Due to the holidays, the recount is on hold until January. However, a review of 20% of the votes led opponents to believe the initial results were accurate. Maine’s legal cannabis is no longer in jeopardy.
“We are excited and grateful that the No on 1 campaign has decided not to drag this out any longer so we can start the business of implementation and responsibly regulate marijuana,” said David Boyer, manager of the Yes on 1 campaign.
When Will The Measure Go Into Effect?
The measure was supposed to go into effect on January 7. However, the recount will likely push this date back.
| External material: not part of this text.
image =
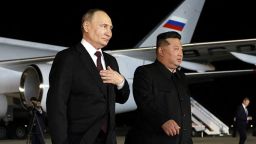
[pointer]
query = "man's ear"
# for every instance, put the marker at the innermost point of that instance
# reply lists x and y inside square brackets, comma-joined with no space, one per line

There is still no exact date due to the delays.
The secretary of state must first certify the results, and that might take about a week. The measure should become legal 30 days after the governor affirms the results. So, January 7th is already not possible, but Boyer and the Yes on 1 campaign hope it happens “sometime in January.”
The delay caused concern among legalization supporters.
“Every day the implementation of this law is delayed there are adults out there who are subject to punishment for responsible use of marijuana,” said Alysia Melnick from the “Yes On 1” campaign. “And this delays responsible and effective implementation.”
Usually opponents of marijuana legalization like the DEA attempt to delay or prevent the legalization of all things cannabis. So, it’s refreshing to see opponents back off when they’ve got no real reason to continue.
After the recount had started, opponents received harsh criticisms for their action. Then, they kept their promise not to drag it out after having received the first 20% of the ballots. Kudos to the “no on 1” campaign for not being Scrooges this Christmas.
Maine should be seeing the implementation of their Question 1 measure later on in January. It won’t be long until Maine joins Massachusetts with legal weed on the East Coast.